2. Complet+ should be compared to Complet+ without the reciprocal hit criterion and to post-processing by "mmseqs clust ... --cluster-mode 1 -s 7.5". All three should do exactly the same and perform the same.
3. mmseqs allows users to compute an MSA and then a sequence profile for each cluster. The all-vs-all search in the final clustering step can then be done using profile-to-sequence search, which is quite a bit more sensitive than sequence-to-sequence search. A work-flow that is therefore very likely to perform better on the SCOP benchmark than Complet+ would use the profile-to-sequence search to create the graph on which compute the final clustering.
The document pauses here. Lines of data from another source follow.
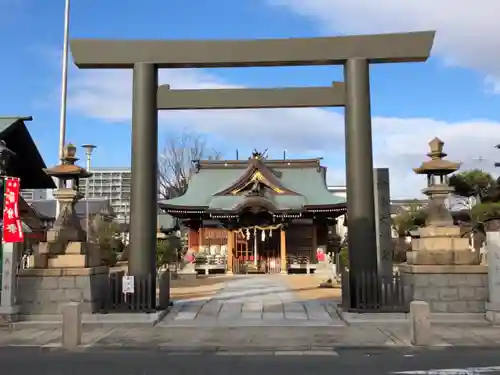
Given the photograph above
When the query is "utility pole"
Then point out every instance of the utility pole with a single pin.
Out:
(64, 91)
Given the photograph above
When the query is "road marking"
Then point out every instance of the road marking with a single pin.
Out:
(452, 371)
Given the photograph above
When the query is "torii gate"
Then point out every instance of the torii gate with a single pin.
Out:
(355, 53)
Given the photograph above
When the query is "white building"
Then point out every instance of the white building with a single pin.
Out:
(114, 184)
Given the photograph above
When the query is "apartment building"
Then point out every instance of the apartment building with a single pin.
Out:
(114, 184)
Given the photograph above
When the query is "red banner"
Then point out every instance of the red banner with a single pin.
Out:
(12, 227)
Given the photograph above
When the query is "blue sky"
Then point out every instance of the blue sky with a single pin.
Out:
(451, 96)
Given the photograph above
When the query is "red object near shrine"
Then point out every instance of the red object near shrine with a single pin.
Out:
(12, 227)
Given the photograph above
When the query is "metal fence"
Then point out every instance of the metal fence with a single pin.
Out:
(144, 298)
(366, 291)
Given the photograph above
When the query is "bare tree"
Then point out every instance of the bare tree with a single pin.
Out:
(177, 160)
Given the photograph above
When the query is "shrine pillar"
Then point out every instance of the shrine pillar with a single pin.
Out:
(230, 249)
(283, 251)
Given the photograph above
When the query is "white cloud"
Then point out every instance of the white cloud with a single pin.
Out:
(399, 143)
(468, 32)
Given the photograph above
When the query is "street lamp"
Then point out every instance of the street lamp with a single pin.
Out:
(88, 153)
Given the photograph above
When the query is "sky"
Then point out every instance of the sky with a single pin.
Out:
(455, 95)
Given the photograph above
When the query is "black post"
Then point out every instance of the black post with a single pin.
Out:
(143, 205)
(359, 170)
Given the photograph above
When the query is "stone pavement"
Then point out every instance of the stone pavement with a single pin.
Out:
(27, 361)
(251, 339)
(244, 301)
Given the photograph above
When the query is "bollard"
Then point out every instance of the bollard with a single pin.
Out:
(72, 326)
(420, 324)
(164, 289)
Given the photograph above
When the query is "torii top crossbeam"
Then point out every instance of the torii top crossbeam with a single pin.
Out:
(380, 48)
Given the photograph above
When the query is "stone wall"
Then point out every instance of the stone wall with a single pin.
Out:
(448, 289)
(45, 291)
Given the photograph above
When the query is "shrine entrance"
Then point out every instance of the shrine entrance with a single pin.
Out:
(257, 250)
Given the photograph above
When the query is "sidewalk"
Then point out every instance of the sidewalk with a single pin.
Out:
(253, 338)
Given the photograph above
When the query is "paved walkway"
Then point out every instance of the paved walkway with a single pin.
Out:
(253, 301)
4. There are many tools advertised for sequence clustering, for instance Markov clustering. The study should include a comparison a representative selection of the most popular of these tools.
5. SCOP only contains single-domain sequences. When clustering normal, full-length sequences, transitive connections can link sequences that do not share any homologous regions, for instance A is similar to AB (two domains) is similar to B, but A should *not* be clustered with B. The real challenge for sequence clustering tools to deal well with such real-world sequence sets. It requires thinking about minimum sequence coverage criteria and the like. A second, more realistic benchmark with full-length sequences would therefore be needed. Please consult the literature on ideas how to do this.
Minor points:
6. The visualizations of the cluster qualities are hard to read and interpret. Please consult the literatures for ideas to improve this and revise.
7. Why is Default completeness (light blue) missing in columns 1 and 3 of Fig. 5?